Response curves for different access positions of DFIG

According to Fig. 14, the varied access points of the DFIG wind turbine to the grid have an effect on the power angle characteristics of the system, and the relative power angle of the synchronous machine changes when the DFIG wind turbine is at different access points. The amplitude of the first pendulum of the power angle curve of generator G2 is reduced to a certain extent after DFIG is attached to PSS4B, which improves system stability, but the voltage and frequency response curves of bus 9 show that the DFIG is attached to PSS4B for the system voltage, and frequency fluctuation improvement effect is relatively weak. The amplitude of the power angle curve of G1 and the voltage curve of bus 9 are obviously weakened after attaching the MRAC–PSS4B at the same position in the DFIG control loop, as shown in Fig. 14, and the stabilization time required for oscillation is obviously shortened, indicating that the system’s stability is greatly improved. It can be shown that the RSC control loop of the MRAC–PSS4B controller retrofitted to the DFIG greatly enhances system stability at various DFIG access points and operation situations.

4 Conclusion

The MRAC–PSS4B controller is constructed in DigSILENT/PowerFactory simulation software to address the low-frequency oscillation problem of wind power systems. In this paper, a four-machine, two-area system is utilized as a simulation scenario to examine the improvement impact of comparing DFIG with four different PSS, and the MRAC–PSS4B controller is built to be put in DFIG’s RSC control loop. The developed controller’s improved impact on the system’s low-frequency oscillation is validated using both time-domain simulation and eigenvalue analysis.

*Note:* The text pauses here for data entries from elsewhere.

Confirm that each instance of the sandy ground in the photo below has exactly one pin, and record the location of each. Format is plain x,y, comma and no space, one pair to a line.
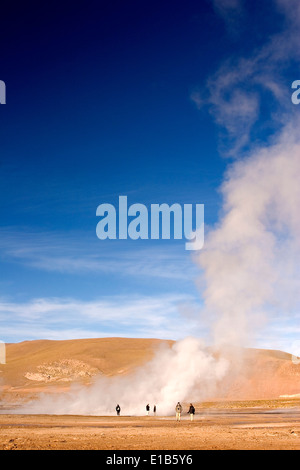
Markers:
223,427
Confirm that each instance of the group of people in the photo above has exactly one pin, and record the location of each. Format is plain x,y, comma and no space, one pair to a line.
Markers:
178,410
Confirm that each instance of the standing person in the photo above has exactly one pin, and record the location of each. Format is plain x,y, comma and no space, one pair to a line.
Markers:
178,410
192,412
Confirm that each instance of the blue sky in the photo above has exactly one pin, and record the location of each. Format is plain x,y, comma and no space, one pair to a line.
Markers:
107,99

The main conclusions are as follows:

  1. (1)

    Among the four types of power system stabilizers, PSS4B is the most successful in increasing the stability of power systems with minor disruptions.

  2. (2)

    The installation of MRAC–PSS4B in the DFIG rotor-side reactive power control loop decreases low-frequency oscillations in the system and is especially effective when the power of the contact line changes and the DFIG access position changes.

  3. (3)

    The MRAC–PSS4B has a greater influence on damping in systems where the primary participating units contain DFIG than in systems where the main participating units do not have DFIG.